Arguably, if his text works are the perfect one-liners in the comedy show of contemporary South African life, his sculptures (the abovementioned hand aside) have a more poetic function; they form the confessional monologue portion of the show, the on-mic, vodka-fuelled catharsis that teeters between hilarity and embarrassment.
His recent ‘Cash or Card’ at SMAC’s satellite space in Rosebank’s Keyes Art Mile clearly demonstrates this. The sole sculpture is a scale model of Young himself, clocking in at just over half a meter high, alone in the exhibition space and leaning against the venue’s back wall. He’s exposed: his underwear is pulled down; he’s not sucking in his slight gut; his skin is blotchy; he’s wearing a cap, just above his reddened eyes, bearing the tragi-comic legend ‘COMME des FUCKDOWN’; a tiny tattoo on his right shoulder has, as Lloyd Cole put it, ‘a heart with an arrow through,’ except this one doesn’t say ‘Jennifer,’ it says ‘Your Mom.’

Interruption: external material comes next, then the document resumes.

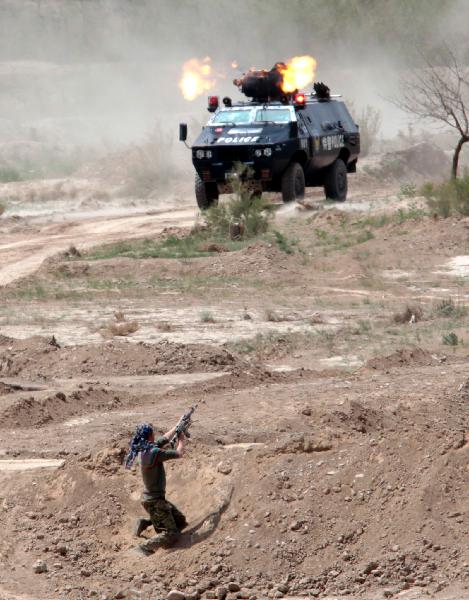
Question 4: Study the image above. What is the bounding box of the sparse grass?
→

And that’s it. One small sculpture; a fairly large white cube: an exercise in activating space with very little. It’s probably a cliché to say, but the space becomes part of the show. It weighs down on the small figure, positively beating it up. In fact, therein lies the success of this show: the great thing about vulnerable art, far more than preachy political art or didactic social conscience art, is how it implicates you, the viewer. In ‘Cash or Card,’ there’s nowhere to hide. And so, it’s impossible to look at Young’s miniaturized body, rendered with otherwise caustic accuracy, and not feel awkwardly exposed oneself. It’s a massively unsettling experience, one which Young then packages up for sale, with the title (he tells me those are simply his preferred methods of payment, but I suspect it’s actually a joke at the commercial gallery system’s expense, especially here in the heart of the new-money swish of Johannesburg’s latest art precinct).
The comic is only as good as his material, and the best comics seem to know that they should be their own material. The humanizing effect of comedy, if the comic can laugh at their own idiocy, is that it makes us all a bit ridiculous. It levels the hierarchy, and in making us seem insignificant, makes our efforts at clawing our way out of the morass all the more heroic. It’s real nihilism, not fashionable punk nihilism; existence is tawdry and compromised, and despite its gravitational pull downwards, we make art, we make a life. It’s a simultaneous ‘I know you’ll win in the end’ and a ‘fuck you in the meantime’ to the human condition. I like to think that Young makes work for that feeling.